Per i pittori francesi, più debitori ancora nei confronti delle appena precedenti prove di Cézanne, così come dell’amatissimo Gauguin e in generale della pittura d’Impressione, è la passione per la luce che fa da filo conduttore e cardine stilistico di questa stagione. La mostra annovera opere di Aristide Maillol, Pierre Bonnard, Maurice Denis, Georges Braque, André Derain, Raoul Dufy, Maximilien Luce, Paul Signac, Othon Friesz, Théo van Rysselberghe e molti altri, completati dal “francese” Pablo Picasso a far da contrappeso – in un finale di partita che lascia letteralmente senza fiato – a Henri Matisse, quasi che Spagna e Francia trovino soluzione nel grandissimo malagueño. Si parte dalla luce per finire nella luce, abbacinata, delle coste del Midi e delle spiagge di Saint-Tropez. Il Divisionismo e il Pointillisme ancora informano le prove di Valtat e, naturalmente, Signac, ma già con Manguin, ad esempio, il tratto diventa più compendiario, mentre il colore esplode nella sua vivezza più assoluta. Straordinari sono i paesaggi di Braque del 1906 e 1907, prima della definitiva svolta cubista del magnifico Route à l’Estaque del 1908, cui fanno eco le strepitose prove di Dufy. La luce dell’Estaque (il golfo di Marsiglia) condiziona buona parte della sezione francese della mostra, ma è la costa di Cannes, Nizza e Vence che attrae la verve artistica di Matisse (di cui è presente, fra l’altro, l’ipnotica Vague del 1952) e di Picasso che duettano in tale perfezione come neppure Corelli e Bastianini dei tempi d’oro.

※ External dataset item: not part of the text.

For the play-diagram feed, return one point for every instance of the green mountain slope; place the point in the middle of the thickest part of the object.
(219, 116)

Apparentemente in contrasto formale, e intelligentemente inserito fra la sezione francese e l’epilogo picasso-matissiano, è il brillante settore italiano della mostra. I nostri artisti sentono il Mediterraneo come un concetto che riveste la pelle e le ossa della nostra cultura, l’archetipo della nostra Civiltà, il mare davvero nostrum della Poesia e della Storia. Più che condizionamento formale, per noi si tratta di un riferimento critico cui nessun artista può sottrarsi. E, di più, nella stagione di Novecento, qui per nulla in contrasto con le classicità oniriche del “francese” de Chirico e del fratello Savinio, la poderosa icasticità di Campigli e Carrà, che riecheggiano l’arcaismo dei nostri Primitivi (e i colori, per Carrà, delle più belle acque dei vedutisti veneziani) con la forza espressiva di chi conosce molto bene la terra che calpesta e la cultura di cui si nutre, si connette quasi senza soluzione di continuità alla picassiana testa “mediterranea” di donna del 1921, mentre la Donna al sole di Martini evoca, con volumi più liberi, la Méditerranée di Maillol (qui non presente purtroppo). Il Ritorno all’Ordine, per noi, assume contenuti ontologici.

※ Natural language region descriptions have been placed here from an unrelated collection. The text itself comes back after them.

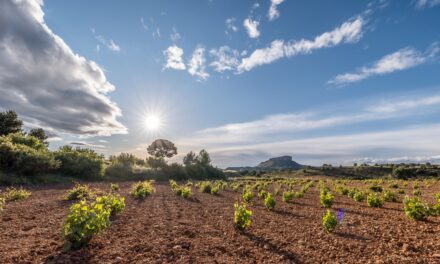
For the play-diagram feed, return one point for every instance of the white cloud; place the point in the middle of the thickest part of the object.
(110, 44)
(273, 12)
(230, 25)
(175, 36)
(225, 59)
(348, 32)
(400, 60)
(196, 65)
(45, 82)
(251, 27)
(427, 3)
(174, 58)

Si rimane folgorati dalla selezione, come già è stato scritto, che – anche se più contenuta numericamente – nella parte italiana della mostra è davvero esemplare del portato della nostra arte nell’Europa d’inizio Novecento. Lo sbalordimento che ha connotato le reazioni degli invitati della vernice alla vista delle nostre opere, provenienti dal MART e da un piccolo ma eccellente nucleo di collezioni private, colpisce soprattutto perché dimostra quanto si debba ancora fare per valorizzare correttamente la cultura italiana in ambito europeo.

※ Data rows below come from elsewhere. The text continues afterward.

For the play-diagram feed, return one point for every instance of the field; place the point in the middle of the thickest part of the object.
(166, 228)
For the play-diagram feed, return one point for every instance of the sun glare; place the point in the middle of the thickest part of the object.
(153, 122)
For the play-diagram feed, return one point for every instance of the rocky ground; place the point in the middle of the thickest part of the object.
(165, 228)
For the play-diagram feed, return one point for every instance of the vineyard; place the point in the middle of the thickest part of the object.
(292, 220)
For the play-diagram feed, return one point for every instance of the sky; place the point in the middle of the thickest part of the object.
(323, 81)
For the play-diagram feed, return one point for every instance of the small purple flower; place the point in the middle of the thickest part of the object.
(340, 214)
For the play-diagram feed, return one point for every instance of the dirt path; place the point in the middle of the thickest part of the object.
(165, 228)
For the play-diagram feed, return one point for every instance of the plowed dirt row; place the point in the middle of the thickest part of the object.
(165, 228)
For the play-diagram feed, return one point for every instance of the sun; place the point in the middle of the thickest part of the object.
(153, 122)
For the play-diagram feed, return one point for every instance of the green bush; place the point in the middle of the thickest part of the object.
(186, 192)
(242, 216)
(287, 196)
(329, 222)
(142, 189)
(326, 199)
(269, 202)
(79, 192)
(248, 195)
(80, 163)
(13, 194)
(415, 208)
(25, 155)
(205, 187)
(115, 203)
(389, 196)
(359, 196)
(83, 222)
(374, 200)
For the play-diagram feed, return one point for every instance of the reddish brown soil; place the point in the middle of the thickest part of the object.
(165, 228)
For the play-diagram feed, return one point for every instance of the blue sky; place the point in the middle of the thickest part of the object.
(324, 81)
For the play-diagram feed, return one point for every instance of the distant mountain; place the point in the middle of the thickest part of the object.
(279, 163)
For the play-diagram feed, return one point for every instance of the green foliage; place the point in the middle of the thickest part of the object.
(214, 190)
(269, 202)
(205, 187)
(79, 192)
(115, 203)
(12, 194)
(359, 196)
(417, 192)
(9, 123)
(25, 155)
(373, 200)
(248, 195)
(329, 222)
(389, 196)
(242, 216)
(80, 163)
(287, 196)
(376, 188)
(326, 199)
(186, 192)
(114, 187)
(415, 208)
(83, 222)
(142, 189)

Redescubriendo el Mediterráneo mostra qualità non scontate e documenta come la ricerca ben condotta e una selezione rigorosissima portino a risultati a cui dovremmo tornare anche per la comprensione della nostra contemporaneità. Conoscere l’arte europea del XXI secolo passa inesorabilmente dall’analisi di questo periodo fecondo di modernità, foriero di ogni rivoluzione visiva, culla dell’arte informale e persino di quella concettuale, forte pilastro della nostra cultura. Una mostra che meriterebbe senza dubbio replica entro un circuito italo-francese, per poi andare a “convertire” gli algidi fratelli del Nord Europa. Giusto per dirci, se mai vi fosse gara: “vinciamo noi”.